Lisandra Lanzini tinha 6 anos quando acordou antes da hora e viu pela primeira vez o pai se maquiando no espelho do banheiro, usando roupas de mulher. “É carnaval”, explicou a mãe. A irmã mais nova, Lisiane, nem tem memória do pai usando roupas masculinas.
Hoje, com 33 e 29 anos, as duas catarinenses falam que sempre viram com naturalidade a transexualidade do pai. “Para as outras pessoas, é a Katielly. Mas para nós, sempre será o nosso pai”, diz Lisiane.
Talvez naquele dia nem fosse carnaval, mas Lisandra se lembra dos bailes de São Miguel do Oeste, cidade catarinense onde a família vivia nos anos 80, e de como o pai ficava alegre quando ia a uma tradicional festa em que homens e mulheres invertiam as roupas.
“Para mim sempre foi mais importante vê-lo realizado. Nas vezes em que ele tentou não ser assim, a gente viu que ficou infeliz”, conta Lisandra.
Com o tempo, Katielly colocou silicone, afinou o nariz e fez um tratamento hormonal para ficar mais feminina. Em Chapecó, onde Katielly e a filha mais velha vivem, a família garante que nunca sofreu preconceito. Katielly é uma pessoa bastante conhecida na cidade – escultora, chargista, jornalista e carnavalesca são só algumas das facetas dela.

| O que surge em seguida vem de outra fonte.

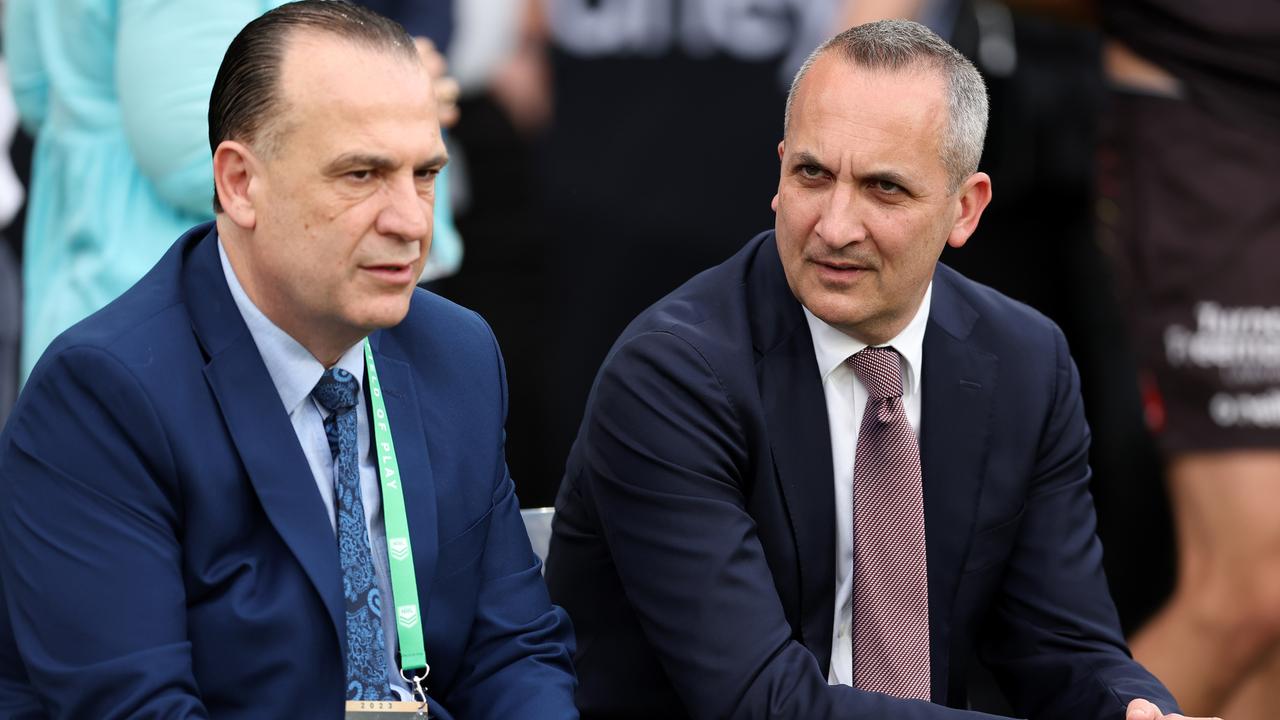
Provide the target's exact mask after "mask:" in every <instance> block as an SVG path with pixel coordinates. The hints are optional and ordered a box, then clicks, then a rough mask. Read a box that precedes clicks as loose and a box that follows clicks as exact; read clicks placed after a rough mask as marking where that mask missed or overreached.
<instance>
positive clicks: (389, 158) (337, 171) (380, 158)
mask: <svg viewBox="0 0 1280 720" xmlns="http://www.w3.org/2000/svg"><path fill="white" fill-rule="evenodd" d="M394 167H396V163H394V161H393V160H392V159H390V158H387V156H385V155H372V154H369V152H347V154H343V155H338V156H337V158H334V159H333V160H332V161H329V164H328V165H325V167H324V172H325V174H337V173H342V172H346V170H348V169H351V168H367V169H370V170H389V169H392V168H394Z"/></svg>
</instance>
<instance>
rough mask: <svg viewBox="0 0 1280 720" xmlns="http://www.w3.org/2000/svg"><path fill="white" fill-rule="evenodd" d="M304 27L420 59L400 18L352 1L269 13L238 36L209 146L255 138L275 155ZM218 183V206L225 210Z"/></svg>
mask: <svg viewBox="0 0 1280 720" xmlns="http://www.w3.org/2000/svg"><path fill="white" fill-rule="evenodd" d="M300 31H308V32H319V33H328V35H330V36H334V37H339V38H342V40H346V41H348V42H352V44H355V45H357V46H361V47H366V49H370V50H380V51H385V53H390V54H393V55H403V56H404V58H406V59H407V60H412V61H415V63H416V61H417V49H416V47H415V45H413V38H412V37H410V35H408V32H406V31H404V27H403V26H401V24H399V23H397V22H396V20H392V19H388V18H384V17H383V15H379V14H378V13H375V12H372V10H370V9H367V8H362V6H360V5H353V4H351V3H348V1H347V0H298V1H297V3H288V4H284V5H280V6H279V8H276V9H274V10H271V12H269V13H266V14H264V15H262V17H260V18H257V19H255V20H253V22H251V23H248V24H247V26H244V29H242V31H239V35H237V36H236V40H232V44H230V46H229V47H228V49H227V54H225V55H224V56H223V64H221V67H220V68H218V77H216V78H214V91H212V92H211V94H210V96H209V151H210V152H214V151H216V150H218V145H219V143H220V142H223V141H224V140H236V141H239V142H244V143H253V145H255V147H256V150H257V151H259V152H262V154H270V152H271V151H273V150H274V147H273V143H274V142H275V141H276V140H278V138H279V135H280V132H282V128H280V127H278V126H275V124H274V123H276V122H278V120H276V119H275V118H276V117H279V115H280V114H282V111H283V110H284V108H283V104H284V99H283V92H282V91H283V88H282V87H280V68H282V67H283V65H284V50H285V47H287V45H288V40H289V37H291V36H292V35H293V33H296V32H300ZM221 210H223V206H221V202H219V201H218V190H216V188H214V211H215V213H221Z"/></svg>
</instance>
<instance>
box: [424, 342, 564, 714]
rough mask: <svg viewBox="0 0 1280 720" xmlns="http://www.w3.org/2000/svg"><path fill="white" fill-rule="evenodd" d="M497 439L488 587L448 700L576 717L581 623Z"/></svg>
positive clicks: (459, 712)
mask: <svg viewBox="0 0 1280 720" xmlns="http://www.w3.org/2000/svg"><path fill="white" fill-rule="evenodd" d="M481 322H483V320H481ZM485 331H486V332H488V336H489V341H490V342H492V343H493V351H494V355H495V359H497V373H498V377H497V380H498V384H499V388H500V398H502V400H500V402H502V409H500V413H499V418H500V419H502V421H503V423H504V421H506V416H507V377H506V370H504V368H503V363H502V356H500V352H499V351H498V345H497V341H494V338H493V333H492V332H489V331H488V327H485ZM492 439H493V442H494V443H495V446H497V447H495V448H494V452H495V454H497V457H498V461H497V470H495V473H494V477H493V502H492V506H490V509H489V512H488V532H486V537H485V541H484V550H483V555H481V559H480V562H479V566H480V569H479V573H480V589H479V593H477V598H476V605H475V611H474V616H472V618H474V624H472V628H471V633H470V637H468V638H467V647H466V652H465V655H463V657H462V662H461V669H460V673H458V676H460V679H458V682H457V684H456V685H454V687H453V688H452V689H451V692H449V694H448V697H447V698H444V700H445V701H447V702H448V707H449V711H452V712H453V714H454V715H456V716H457V717H468V719H470V717H474V719H477V720H506V719H509V717H521V719H529V720H575V719H576V717H577V710H576V708H575V707H573V688H575V684H576V679H575V675H573V665H572V656H573V628H572V625H571V624H570V619H568V615H566V614H564V611H563V610H562V609H559V607H557V606H554V605H552V602H550V597H549V596H548V593H547V585H545V583H544V582H543V575H541V568H543V565H541V562H540V561H539V560H538V557H536V556H535V555H534V551H532V548H531V547H530V543H529V534H527V533H526V530H525V524H524V520H522V519H521V516H520V501H518V500H517V497H516V489H515V484H513V482H512V479H511V475H509V474H508V471H507V462H506V460H504V452H503V445H504V439H506V434H504V432H503V429H502V427H500V425H499V427H498V428H495V429H494V433H493V438H492Z"/></svg>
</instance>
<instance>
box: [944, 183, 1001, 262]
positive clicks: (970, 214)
mask: <svg viewBox="0 0 1280 720" xmlns="http://www.w3.org/2000/svg"><path fill="white" fill-rule="evenodd" d="M956 202H957V210H956V219H955V223H952V225H951V234H948V236H947V245H950V246H951V247H964V243H965V242H968V241H969V236H972V234H973V231H975V229H978V220H979V219H980V218H982V211H983V210H986V209H987V205H988V204H989V202H991V176H988V174H987V173H974V174H972V176H969V179H966V181H964V184H961V186H960V191H959V193H957V196H956Z"/></svg>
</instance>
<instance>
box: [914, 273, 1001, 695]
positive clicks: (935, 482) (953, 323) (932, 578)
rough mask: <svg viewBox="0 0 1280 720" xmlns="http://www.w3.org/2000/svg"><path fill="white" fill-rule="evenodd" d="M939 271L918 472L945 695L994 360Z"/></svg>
mask: <svg viewBox="0 0 1280 720" xmlns="http://www.w3.org/2000/svg"><path fill="white" fill-rule="evenodd" d="M952 282H954V281H952V278H951V272H950V270H947V269H946V268H942V266H940V268H938V272H937V273H936V274H934V283H933V301H932V306H931V313H929V324H928V328H927V329H925V333H924V359H923V364H924V369H923V387H922V392H923V397H922V413H920V469H922V474H923V482H924V527H925V536H927V537H925V555H927V557H928V571H929V644H931V648H929V650H931V655H932V657H933V664H932V692H933V698H934V700H936V701H940V702H941V701H943V700H945V698H946V697H947V674H948V671H950V667H948V664H950V657H948V647H950V626H951V618H950V615H951V606H952V600H954V598H955V594H956V588H957V585H959V580H960V570H961V568H963V564H964V559H965V552H966V548H968V547H969V537H970V534H972V533H973V524H974V519H975V515H977V512H978V498H979V495H980V491H982V480H983V470H984V464H986V457H987V447H988V433H989V430H991V404H992V396H993V392H995V387H996V377H997V359H996V356H993V355H989V354H987V352H983V351H982V350H979V348H977V347H974V345H973V343H972V342H966V340H968V337H969V332H970V331H972V328H973V324H974V323H975V322H977V316H978V315H977V311H975V310H973V307H972V306H969V305H968V304H966V302H965V301H964V300H963V299H961V297H960V296H959V293H957V292H956V291H955V288H954V287H952V286H951V283H952Z"/></svg>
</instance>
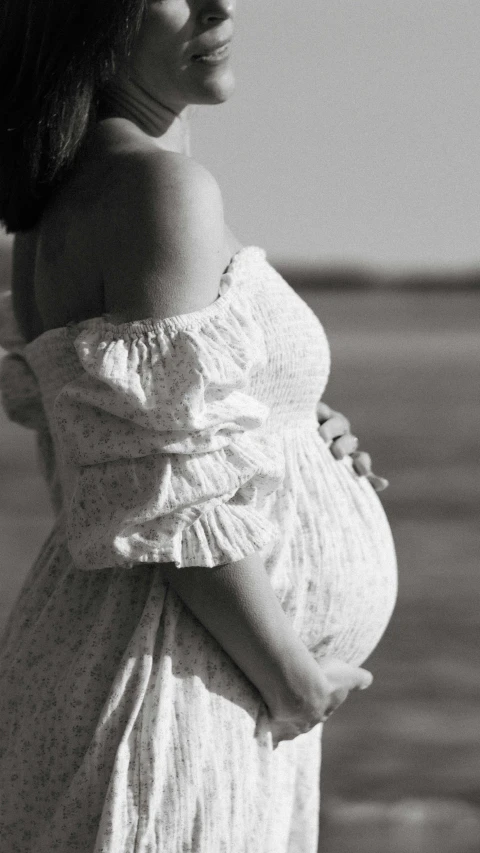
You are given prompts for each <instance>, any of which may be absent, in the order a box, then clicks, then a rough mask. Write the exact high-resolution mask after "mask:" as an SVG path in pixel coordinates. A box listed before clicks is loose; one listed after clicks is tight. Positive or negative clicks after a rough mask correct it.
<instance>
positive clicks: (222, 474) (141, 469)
mask: <svg viewBox="0 0 480 853" xmlns="http://www.w3.org/2000/svg"><path fill="white" fill-rule="evenodd" d="M214 305H216V303H214ZM199 314H201V312H194V314H192V315H183V316H181V317H177V318H170V319H168V320H163V321H159V322H155V321H146V322H142V323H127V324H124V325H121V326H115V325H112V324H109V323H107V322H105V321H104V320H96V321H89V322H88V323H87V324H84V326H85V328H83V330H82V331H81V332H80V334H79V335H78V337H76V339H75V347H76V351H77V354H78V357H79V359H80V362H81V364H82V366H83V368H84V372H83V374H82V375H81V376H80V378H78V379H76V380H75V381H73V382H71V383H70V384H69V385H67V386H66V387H65V388H64V389H62V391H61V392H60V394H59V395H58V396H57V399H56V401H55V408H54V418H55V424H56V430H57V435H58V439H59V442H60V447H61V450H62V453H63V457H64V462H65V463H66V465H67V466H70V469H71V470H73V472H74V475H73V478H72V489H71V496H70V501H69V507H68V521H67V536H68V543H69V548H70V552H71V555H72V558H73V560H74V562H75V564H76V565H77V567H79V568H81V569H86V570H89V569H90V570H92V569H102V568H106V567H115V566H120V567H132V566H134V565H136V564H138V563H143V562H145V563H162V562H171V563H174V564H175V565H176V566H177V567H178V568H180V567H184V566H215V565H221V564H223V563H227V562H233V561H237V560H240V559H241V558H242V557H245V556H247V555H248V554H251V553H253V552H255V551H258V550H261V549H262V548H263V547H264V546H265V545H266V544H267V543H268V542H269V541H271V540H272V539H273V538H275V537H276V536H277V535H278V530H277V529H276V526H275V525H274V524H273V523H272V522H271V521H270V520H269V519H268V517H267V515H266V514H265V512H264V511H263V507H264V504H265V500H266V498H267V497H268V496H269V495H270V494H272V492H274V491H275V490H276V489H277V488H278V486H279V485H280V484H281V482H282V480H283V476H284V458H283V451H282V449H281V445H280V441H279V440H278V439H277V438H275V437H273V436H271V435H269V436H267V435H266V434H265V432H264V431H263V430H262V426H263V425H264V423H265V421H266V419H267V416H268V407H267V406H266V405H265V404H263V403H262V402H260V401H259V400H257V399H254V398H253V397H252V396H251V395H250V394H249V392H248V382H249V377H250V375H251V373H252V371H253V370H254V369H256V368H258V367H260V366H261V365H262V364H265V361H266V352H265V343H264V340H263V335H262V333H261V330H260V329H259V327H258V326H257V324H256V323H255V321H254V319H253V317H252V315H251V313H250V310H249V309H248V306H247V305H246V304H245V303H242V301H241V300H236V302H235V304H234V303H233V302H231V303H230V305H229V310H228V312H226V311H224V310H221V308H220V310H214V311H212V312H210V313H209V312H208V311H207V312H206V313H205V316H203V315H202V321H201V322H199V317H198V315H199ZM189 316H191V317H192V318H193V319H192V320H191V321H190V322H189V321H188V318H189ZM194 320H195V322H194Z"/></svg>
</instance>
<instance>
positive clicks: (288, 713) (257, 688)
mask: <svg viewBox="0 0 480 853" xmlns="http://www.w3.org/2000/svg"><path fill="white" fill-rule="evenodd" d="M105 174H106V176H107V183H106V185H105V187H104V188H103V191H102V193H101V204H100V207H99V209H98V211H97V213H96V216H95V219H96V229H95V234H94V235H92V239H95V238H96V237H97V238H98V237H100V240H98V239H97V240H96V251H97V253H98V257H99V262H100V265H101V269H102V276H103V280H104V287H105V303H106V304H105V308H106V312H107V314H109V315H110V317H111V318H112V319H113V320H114V321H115V322H118V323H121V322H129V321H135V320H141V319H145V318H148V317H154V318H156V319H162V318H165V317H168V316H172V315H177V314H183V313H188V312H190V311H195V310H198V309H201V308H203V307H205V306H206V305H209V304H210V303H212V302H213V301H214V300H215V299H216V297H217V296H218V287H219V281H220V277H221V274H222V271H223V268H224V266H225V253H224V245H225V241H224V228H225V226H224V220H223V208H222V199H221V195H220V191H219V189H218V186H217V184H216V182H215V180H214V179H213V177H212V176H211V175H210V174H209V173H208V172H207V171H206V170H205V169H203V167H201V166H199V165H198V164H196V163H194V162H193V161H191V160H190V159H188V158H184V157H182V156H180V155H176V154H173V153H170V152H159V151H158V150H150V149H149V150H148V151H147V152H146V153H144V152H141V153H140V154H139V153H137V152H133V153H132V154H128V155H125V156H124V155H122V156H118V157H117V158H116V159H115V158H114V159H113V160H112V161H111V162H109V163H108V166H107V168H106V171H105ZM160 565H161V566H162V570H163V572H164V576H165V579H166V580H168V582H169V583H170V584H171V585H172V587H173V588H174V589H175V591H176V592H177V593H178V595H179V596H180V597H181V598H182V599H183V601H184V602H185V604H186V605H187V606H188V607H189V608H190V609H191V610H192V612H193V613H194V614H195V616H196V617H197V618H198V619H199V620H200V621H201V622H202V624H203V625H204V626H205V627H206V628H207V629H208V630H209V631H210V633H211V634H212V635H213V636H214V637H215V638H216V639H217V640H218V642H219V643H220V645H221V646H222V647H223V648H224V649H225V651H226V652H227V653H228V654H229V655H230V656H231V658H232V659H233V660H234V661H235V662H236V664H237V665H238V666H239V667H240V669H241V670H242V671H243V672H244V673H245V675H246V676H247V678H248V679H249V680H250V681H251V682H252V683H253V684H254V685H255V686H256V687H257V689H258V690H259V692H260V694H261V696H262V698H263V699H264V701H265V703H266V705H267V707H268V709H269V712H270V715H271V726H272V734H273V736H274V739H275V740H276V741H278V740H282V739H287V738H292V737H295V736H296V735H297V734H300V733H301V732H303V731H307V730H308V729H309V728H311V727H312V726H313V725H315V724H316V723H318V722H319V721H320V720H321V719H322V718H323V717H324V716H325V715H327V714H328V712H329V711H331V710H332V709H333V708H334V707H336V706H337V705H338V704H340V702H341V701H343V699H344V698H345V697H346V695H347V693H348V691H349V690H350V689H353V688H355V687H363V686H365V687H366V686H368V684H369V683H370V680H371V676H370V675H369V673H366V672H365V671H364V670H360V669H358V668H356V667H350V666H348V665H347V664H344V663H342V662H340V661H334V660H332V659H330V660H325V661H323V662H322V665H321V666H319V665H318V664H317V663H316V662H315V660H314V658H313V657H312V655H310V653H309V651H308V649H307V648H306V647H305V646H304V644H303V643H302V642H301V641H300V639H299V638H298V636H297V634H296V633H295V631H294V630H293V626H292V624H291V622H290V620H289V619H288V617H287V616H286V614H285V613H284V611H283V610H282V607H281V605H280V603H279V601H278V599H277V597H276V595H275V593H274V590H273V588H272V586H271V584H270V581H269V578H268V575H267V573H266V571H265V567H264V565H263V562H262V560H261V557H260V555H259V554H253V555H251V556H249V557H245V558H244V559H242V560H241V561H239V562H237V563H231V564H226V565H221V566H217V567H215V568H206V567H198V568H197V567H194V568H192V567H183V568H180V569H178V568H176V567H175V566H174V565H173V564H160Z"/></svg>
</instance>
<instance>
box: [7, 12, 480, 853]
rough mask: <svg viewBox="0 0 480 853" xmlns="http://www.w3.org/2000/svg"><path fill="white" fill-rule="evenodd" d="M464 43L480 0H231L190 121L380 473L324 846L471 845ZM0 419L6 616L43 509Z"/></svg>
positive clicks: (474, 159) (471, 259) (478, 445)
mask: <svg viewBox="0 0 480 853" xmlns="http://www.w3.org/2000/svg"><path fill="white" fill-rule="evenodd" d="M479 43H480V5H479V4H478V0H475V2H469V0H451V2H447V0H335V2H328V0H325V2H323V3H318V0H301V3H291V2H287V1H286V0H262V2H261V3H258V2H254V0H240V2H239V12H238V23H237V37H236V48H235V67H236V72H237V81H238V82H237V93H236V94H235V96H234V97H233V98H232V100H231V101H229V102H228V103H227V104H225V105H222V106H220V107H217V108H215V109H212V108H205V109H200V108H199V109H198V110H197V111H196V113H195V116H194V121H193V154H194V156H195V157H196V158H197V159H199V160H200V161H201V162H203V163H204V164H205V165H206V166H207V167H209V168H210V169H211V170H212V171H213V173H214V174H215V175H216V177H217V178H218V180H219V182H220V185H221V186H222V189H223V193H224V200H225V208H226V218H227V221H228V223H229V225H230V227H231V228H232V230H233V231H234V232H235V233H236V234H237V236H238V238H239V239H240V240H241V241H242V242H243V243H251V244H256V245H261V246H263V247H264V248H265V249H266V250H267V252H268V255H269V258H270V260H271V262H272V263H273V264H274V265H275V266H277V268H278V269H279V270H280V271H281V272H282V273H283V274H284V275H285V277H286V278H287V280H288V281H289V282H290V283H291V284H292V286H294V287H295V288H296V289H297V290H298V292H299V293H300V294H301V296H302V297H303V298H304V299H305V300H306V302H307V303H308V304H309V305H310V306H311V307H312V309H313V310H314V311H315V313H316V314H317V316H318V317H319V318H320V319H321V321H322V322H323V324H324V326H325V329H326V331H327V335H328V337H329V340H330V344H331V348H332V359H333V369H332V377H331V381H330V384H329V386H328V389H327V392H326V394H325V400H326V402H328V403H329V404H330V405H331V406H333V407H334V408H337V409H339V410H341V411H342V412H344V413H345V414H346V415H347V416H348V417H349V418H350V420H351V422H352V428H353V431H354V432H355V434H357V435H358V436H359V437H360V440H361V447H362V449H366V450H368V451H369V452H370V453H371V455H372V457H373V460H374V469H375V471H376V472H377V473H378V474H381V475H383V476H386V477H388V478H389V480H390V482H391V485H390V488H389V489H388V490H387V491H386V492H385V493H383V494H382V500H383V502H384V505H385V508H386V510H387V513H388V516H389V518H390V520H391V524H392V527H393V532H394V536H395V540H396V544H397V551H398V560H399V571H400V592H399V601H398V606H397V609H396V613H395V615H394V618H393V620H392V623H391V625H390V627H389V629H388V631H387V633H386V635H385V637H384V639H383V641H382V642H381V644H380V645H379V647H378V649H377V650H376V652H375V653H374V655H373V656H372V657H371V658H370V660H369V661H368V663H367V666H368V667H369V668H370V669H371V670H372V672H373V673H374V676H375V681H374V684H373V686H372V687H371V688H370V690H368V691H366V692H365V693H362V694H359V695H356V696H352V697H351V698H350V699H349V701H348V703H346V705H345V706H344V708H343V709H342V710H341V711H340V712H338V714H336V715H334V717H333V718H332V719H331V720H330V721H329V722H328V724H327V725H326V727H325V735H324V763H323V770H322V838H321V845H320V850H321V851H322V853H364V851H368V853H480V679H479V663H480V657H479V637H480V634H479V628H480V615H479V608H478V601H479V600H480V599H479V591H480V590H479V579H478V578H479V554H480V525H479V522H478V515H479V506H480V439H479V428H478V427H479V409H480V407H479V380H480V358H479V357H480V347H479V337H478V326H479V320H480V239H479V236H480V235H479V219H480V217H479V209H480V168H479V167H480V148H479V146H478V138H479V136H480V105H479V103H478V91H479V86H478V77H479V65H480V63H479V60H478V45H479ZM10 242H11V241H10V238H0V286H1V288H2V289H5V288H7V287H8V286H9V264H10ZM0 427H1V444H0V476H1V483H2V487H1V490H0V537H1V540H0V561H1V574H0V582H1V590H0V608H1V611H0V613H1V626H3V624H4V623H5V619H6V617H7V614H8V612H9V610H10V608H11V605H12V603H13V601H14V599H15V597H16V595H17V593H18V590H19V587H20V585H21V583H22V580H23V578H24V576H25V574H26V572H27V570H28V568H29V567H30V565H31V562H32V561H33V559H34V557H35V555H36V553H37V551H38V549H39V547H40V545H41V543H42V541H43V539H44V538H45V536H46V534H47V532H48V528H49V524H50V520H51V516H50V510H49V507H48V500H47V497H46V491H45V488H44V486H43V484H42V482H41V481H40V479H39V477H38V475H37V474H36V472H35V458H34V450H33V441H32V437H31V435H30V434H29V433H28V432H26V431H25V430H22V429H21V428H19V427H18V428H17V427H14V426H12V425H11V424H9V423H8V422H7V421H6V419H5V417H4V415H1V416H0ZM1 626H0V629H1Z"/></svg>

“Dela”, sim, porque Katielly - que deixou no passado o nome masculino de batismo - se reconhece como mulher, apesar de ter nascido no corpo de um homem. “Mas prefiro que meus filhos me chamem de pai”, observa.
'Gosto de mulher'
Muitas pessoas ainda se espantam quando descobrem que Katielly, apesar da aparência, continua gostando de mulheres.“Eu me considero uma lésbica. Só gosto de mulher e tenho quatro filhos [além das duas mais velhas, Katielly tem mais dois meninos que foram criados pela primeira mulher]. Minha ex sabia de tudo e aceitava numa boa. Minha atual é maravilhosa e me aceita como sou”, diz Katielly, de 54 anos.
Escondida no porão
Nem sempre foi fácil para quem, aos 4 anos, descobriu ser uma menina no corpo de um menino. Da infância no interior do Rio Grande do Sul até se assumir em tempo integral como mulher, a mudança foi gradual. Katielly ainda tem viva a lembrança das madrugadas em que se escondia no porão da casa onde morava na adolescência e se vestia com roupas das irmãs.
“Minha identidade era mais secreta que a do Clark Kent. Eu observava se meus pais estavam dormindo e pulava a janela, às 3h, 4h da manhã. Dava uma ou duas voltas no quarteirão vestida de mulher e voltava. Se visse alguém, pulava o muro e me escondia. E no dia seguinte ia para a escola vestida de menino”, conta Katielly.
A partir de 1992, já em Chapecó, Katielly começou a circular com mais frequência como mulher. “Logo que ele começou foi complicado por causa dos outros, mas não por nós. Minha mãe sempre foi muito parceira, faziam roupas iguais e hoje têm relação de irmãos”, conta Lisandra, que é comunicadora.
“A sociedade não perdoa, mas a roupa que ele usa não muda quem ele é pra mim”, diz a filha mais velha. Lisiane, que hoje é empresária e mora no interior de São Paulo, também diz que a relação do pai com os filhos é a mesma de qualquer família.
“A gente já brigou, já fez as pazes, é supernormal”, conta Lisiane. Ela lembra que, quando as duas eram mais novas, tinham medo de apresentar os namoradinhos para o pai. Não por causa da transexualidade.
“É que o pai achava que ninguém prestava”, diverte-se a filha."O que fiz melhor foi aconselhar. Quem já viveu e já sofreu quer poupar os filhos de qualquer sofrimento", diz Katielly.
A filha mais nova diz que só lamenta uma coisa: “Queria que a gente pudesse usar o mesmo sapato”, brinca Lisiane, sobre os 250 pares que Katielly guarda em casa.
"O amor de pai pra filho e de filho para pai é incondicional. Quando você vê uma pessoa que ama numa condição infeliz, você quer mais é ver ela realizada, de bem com a vida", diz Lisandra."As pessoas que estão de fora imaginam que pode ser diferente, mas são relações normais. Meus filhos nunca me questionaram. O amor de um pai por um filho é uma conquista para vida toda", diz Katielly.